Benché l’approvazione dell’accordo fosse scontata, la sinistra ha tentato ancor a una volta di inserire nel decreto modifiche alla legge federale sulle banche per tener conto della problematica del “too big to fail” e altre misure per limitare i bonus.
A proposito di bonus, alcuni oratori UDC – riprendendo le dichiarazioni di Cristoph Blocher sul “Tages-Anzeiger” di oggi – si sono detti possibilisti circa la tassazione di queste remunerazioni, a patto che le due mozioni in tal senso approvate dagli Stati vengano trasformate in postulati (meno vincolanti per il Consiglio federale). La tassa dovrebbe poi colpire chi riceve i bonus, non l’impresa che li distribuisce.

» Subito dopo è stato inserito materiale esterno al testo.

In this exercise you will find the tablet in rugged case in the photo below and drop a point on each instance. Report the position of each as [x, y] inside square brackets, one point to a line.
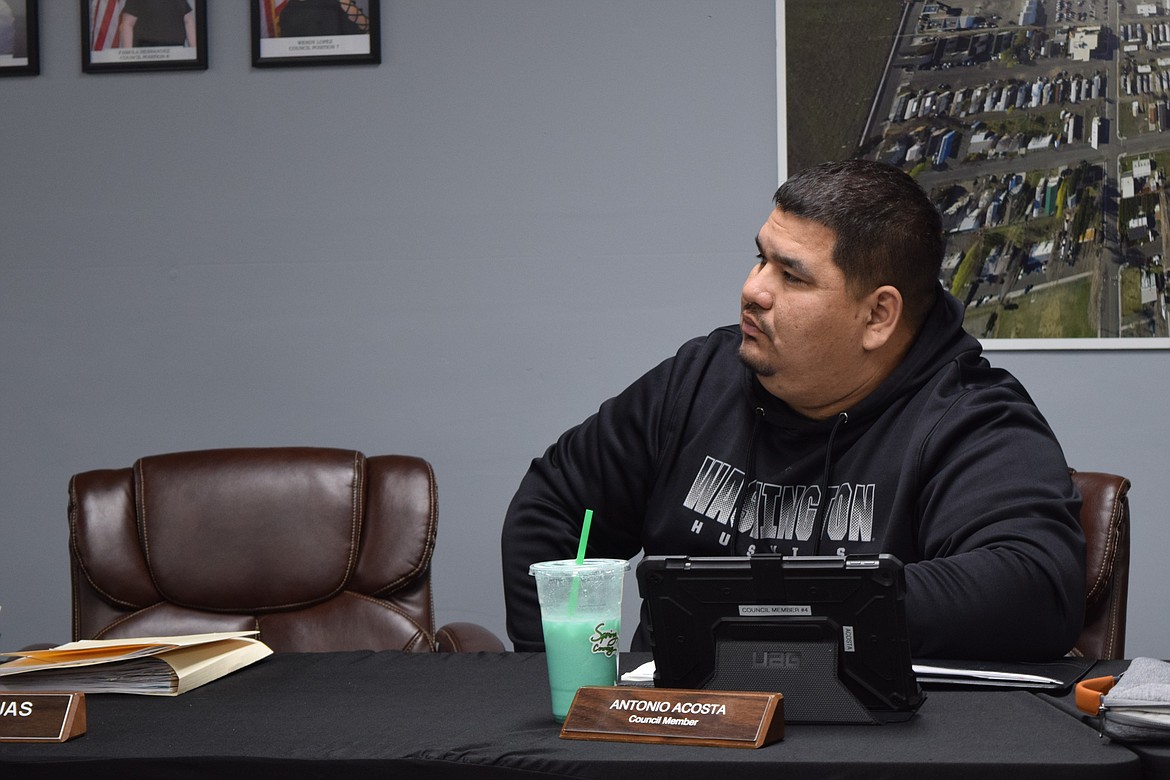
[827, 633]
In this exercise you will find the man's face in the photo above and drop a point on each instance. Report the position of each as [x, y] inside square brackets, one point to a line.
[802, 326]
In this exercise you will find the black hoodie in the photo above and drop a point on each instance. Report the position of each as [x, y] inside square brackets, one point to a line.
[948, 466]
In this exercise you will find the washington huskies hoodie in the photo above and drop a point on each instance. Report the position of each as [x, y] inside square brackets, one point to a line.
[948, 466]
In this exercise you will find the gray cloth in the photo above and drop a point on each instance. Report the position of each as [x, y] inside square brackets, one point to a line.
[1137, 708]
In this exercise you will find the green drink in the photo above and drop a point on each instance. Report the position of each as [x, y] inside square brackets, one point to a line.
[580, 609]
[580, 651]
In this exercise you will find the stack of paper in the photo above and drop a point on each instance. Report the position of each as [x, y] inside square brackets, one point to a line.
[153, 665]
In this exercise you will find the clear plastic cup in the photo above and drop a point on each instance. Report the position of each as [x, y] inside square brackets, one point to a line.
[580, 611]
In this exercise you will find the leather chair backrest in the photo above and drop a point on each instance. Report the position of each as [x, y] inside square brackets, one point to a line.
[316, 549]
[1105, 518]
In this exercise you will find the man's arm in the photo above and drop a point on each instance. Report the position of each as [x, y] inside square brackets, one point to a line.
[1003, 574]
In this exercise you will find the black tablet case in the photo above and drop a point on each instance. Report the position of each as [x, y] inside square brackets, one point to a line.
[827, 633]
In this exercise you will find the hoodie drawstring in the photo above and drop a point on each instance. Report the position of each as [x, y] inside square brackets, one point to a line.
[823, 506]
[749, 477]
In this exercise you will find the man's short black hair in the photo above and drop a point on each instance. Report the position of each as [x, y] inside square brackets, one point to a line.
[887, 229]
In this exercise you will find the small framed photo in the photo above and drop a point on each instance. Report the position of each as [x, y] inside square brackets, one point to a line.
[315, 33]
[121, 35]
[20, 47]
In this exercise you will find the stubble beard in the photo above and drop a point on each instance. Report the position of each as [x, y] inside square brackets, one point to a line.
[756, 363]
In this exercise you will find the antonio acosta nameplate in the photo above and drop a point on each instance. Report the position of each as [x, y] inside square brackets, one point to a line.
[675, 716]
[41, 717]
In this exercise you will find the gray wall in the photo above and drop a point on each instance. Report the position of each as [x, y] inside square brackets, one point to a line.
[455, 254]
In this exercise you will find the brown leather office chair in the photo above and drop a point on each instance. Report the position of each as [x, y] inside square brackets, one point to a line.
[1105, 518]
[316, 549]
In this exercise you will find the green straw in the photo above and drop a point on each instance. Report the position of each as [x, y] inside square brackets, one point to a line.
[580, 547]
[580, 559]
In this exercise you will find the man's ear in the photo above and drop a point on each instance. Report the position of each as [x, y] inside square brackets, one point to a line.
[883, 316]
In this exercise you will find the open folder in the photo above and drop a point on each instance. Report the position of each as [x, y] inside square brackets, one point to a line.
[153, 665]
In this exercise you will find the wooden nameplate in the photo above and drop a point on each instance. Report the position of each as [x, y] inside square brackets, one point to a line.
[41, 717]
[675, 717]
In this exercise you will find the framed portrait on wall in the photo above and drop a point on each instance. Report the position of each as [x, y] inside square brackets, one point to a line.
[19, 39]
[1043, 139]
[315, 32]
[125, 35]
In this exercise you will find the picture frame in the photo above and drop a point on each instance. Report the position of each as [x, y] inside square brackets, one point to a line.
[294, 33]
[164, 35]
[20, 43]
[1053, 228]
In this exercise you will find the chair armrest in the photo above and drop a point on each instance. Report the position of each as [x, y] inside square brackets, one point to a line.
[467, 637]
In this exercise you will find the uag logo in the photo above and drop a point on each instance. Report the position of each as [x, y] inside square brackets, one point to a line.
[776, 660]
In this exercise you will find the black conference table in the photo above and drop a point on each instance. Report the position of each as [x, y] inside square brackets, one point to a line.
[394, 715]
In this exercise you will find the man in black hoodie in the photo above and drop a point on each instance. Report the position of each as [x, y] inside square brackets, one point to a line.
[846, 413]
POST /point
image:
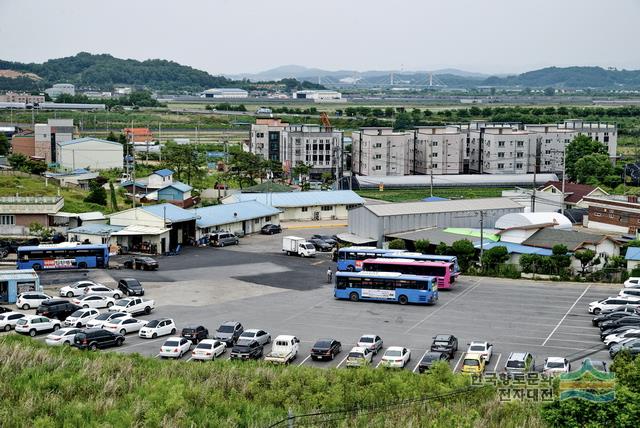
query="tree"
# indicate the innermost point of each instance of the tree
(580, 147)
(5, 145)
(585, 257)
(397, 244)
(422, 245)
(493, 257)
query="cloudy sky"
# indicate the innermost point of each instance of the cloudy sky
(233, 36)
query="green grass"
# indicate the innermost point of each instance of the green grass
(46, 387)
(409, 195)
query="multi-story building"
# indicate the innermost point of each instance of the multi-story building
(314, 145)
(381, 151)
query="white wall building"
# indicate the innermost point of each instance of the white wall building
(91, 153)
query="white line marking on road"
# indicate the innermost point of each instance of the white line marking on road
(566, 314)
(343, 360)
(458, 363)
(418, 363)
(465, 292)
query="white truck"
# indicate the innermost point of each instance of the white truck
(298, 246)
(133, 306)
(285, 349)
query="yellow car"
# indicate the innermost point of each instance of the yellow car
(473, 364)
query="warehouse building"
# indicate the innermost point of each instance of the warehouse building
(374, 222)
(315, 205)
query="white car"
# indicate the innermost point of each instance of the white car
(208, 349)
(105, 317)
(124, 325)
(34, 324)
(611, 303)
(76, 289)
(396, 357)
(64, 336)
(93, 301)
(632, 282)
(159, 327)
(370, 341)
(101, 290)
(359, 356)
(8, 320)
(485, 349)
(31, 299)
(556, 365)
(174, 347)
(81, 317)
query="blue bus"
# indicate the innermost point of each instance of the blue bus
(67, 255)
(351, 258)
(386, 287)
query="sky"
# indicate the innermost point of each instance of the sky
(247, 36)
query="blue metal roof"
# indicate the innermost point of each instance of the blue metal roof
(633, 253)
(171, 212)
(96, 229)
(301, 199)
(85, 139)
(216, 215)
(163, 172)
(516, 248)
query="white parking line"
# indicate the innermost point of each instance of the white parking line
(465, 292)
(303, 361)
(418, 363)
(566, 314)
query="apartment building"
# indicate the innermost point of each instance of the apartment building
(437, 150)
(379, 151)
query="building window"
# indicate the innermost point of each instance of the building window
(7, 220)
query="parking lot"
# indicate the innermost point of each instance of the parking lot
(257, 284)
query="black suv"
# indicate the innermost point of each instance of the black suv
(195, 333)
(246, 350)
(445, 343)
(131, 287)
(95, 338)
(57, 308)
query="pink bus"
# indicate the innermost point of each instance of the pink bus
(442, 271)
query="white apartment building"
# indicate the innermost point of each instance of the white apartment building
(437, 150)
(381, 151)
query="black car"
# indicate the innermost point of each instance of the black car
(95, 338)
(430, 358)
(144, 263)
(445, 343)
(131, 287)
(195, 333)
(246, 350)
(270, 229)
(320, 244)
(57, 308)
(325, 348)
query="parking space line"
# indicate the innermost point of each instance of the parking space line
(303, 361)
(418, 363)
(439, 308)
(566, 314)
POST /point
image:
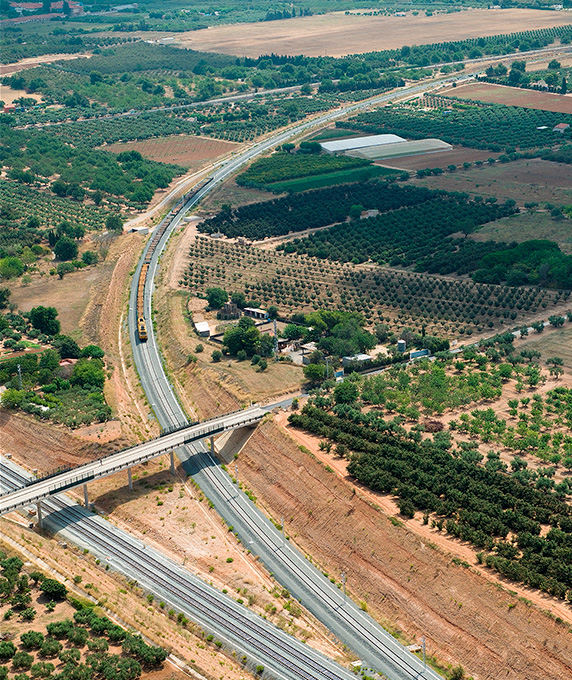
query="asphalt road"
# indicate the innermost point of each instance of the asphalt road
(231, 623)
(377, 648)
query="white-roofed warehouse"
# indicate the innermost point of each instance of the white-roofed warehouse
(343, 145)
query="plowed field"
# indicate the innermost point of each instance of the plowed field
(179, 149)
(514, 96)
(338, 34)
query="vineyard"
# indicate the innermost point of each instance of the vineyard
(303, 284)
(493, 127)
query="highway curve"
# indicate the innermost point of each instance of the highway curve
(377, 648)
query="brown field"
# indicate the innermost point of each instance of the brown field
(514, 96)
(524, 181)
(182, 150)
(336, 34)
(441, 159)
(525, 227)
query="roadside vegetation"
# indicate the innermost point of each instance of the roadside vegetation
(513, 509)
(88, 646)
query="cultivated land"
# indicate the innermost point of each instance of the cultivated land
(524, 180)
(185, 150)
(457, 156)
(402, 577)
(513, 96)
(337, 34)
(526, 227)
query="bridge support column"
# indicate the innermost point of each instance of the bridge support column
(39, 511)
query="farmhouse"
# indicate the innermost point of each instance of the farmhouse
(356, 359)
(202, 328)
(255, 313)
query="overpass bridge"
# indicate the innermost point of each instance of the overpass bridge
(37, 489)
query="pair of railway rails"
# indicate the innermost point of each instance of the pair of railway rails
(156, 239)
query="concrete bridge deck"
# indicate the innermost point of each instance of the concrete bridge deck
(127, 458)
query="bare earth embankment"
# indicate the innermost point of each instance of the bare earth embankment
(401, 577)
(338, 34)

Per Alain Berset (PS/FR), l’assenso della sinistra all’intesa con gli Stati Uniti dipende dall’accettazione da parte delle camere di alcune misure di accompagnamento per risolvere un vero problema.
Per Luc Recordon (Verdi/VD), l’accordo con gli USA è macchiato da un peccato originale: la clausola retroattiva, particolare che fa a pugni con i principi giuridici basilari del nostro stato di diritto. “È paradossale – ha poi aggiunto sarcasticamente l’ecologista vodese – che quegli ambienti che si sono battuti per inserire il segreto bancario nella Costituzione, siano ora pronti a vendere qualche migliaio di clienti di UBS per un piatto di lenticchie”.
Nel suo intervento a favore dell’accordo, Dick Marty (PLR/TI) non ha nascosto, come d’altronde molti oratori in sala, le pecche di questa intesa con Washington, ma ha invitato tutti a prendersi le proprie responsabilità e a finirla coi siparietti, indegni del parlamento. Pur dicendosi d’accordo con la necessità di risolvere il problema del “too big to fail”, il ticinese ha sostenuto che questo aspetto e il trattato non vanno legati, ma affrontati separatamente.
Lo stesso argomento è stato sviluppato dalla consigliera federale Eveline Widmer-Schlumpf che ha perorato con veemenza, a tratti venata di ironia, l’intesa, pronosticando problemi con gli Stati Uniti se l’accordo venisse bocciato dal parlamento.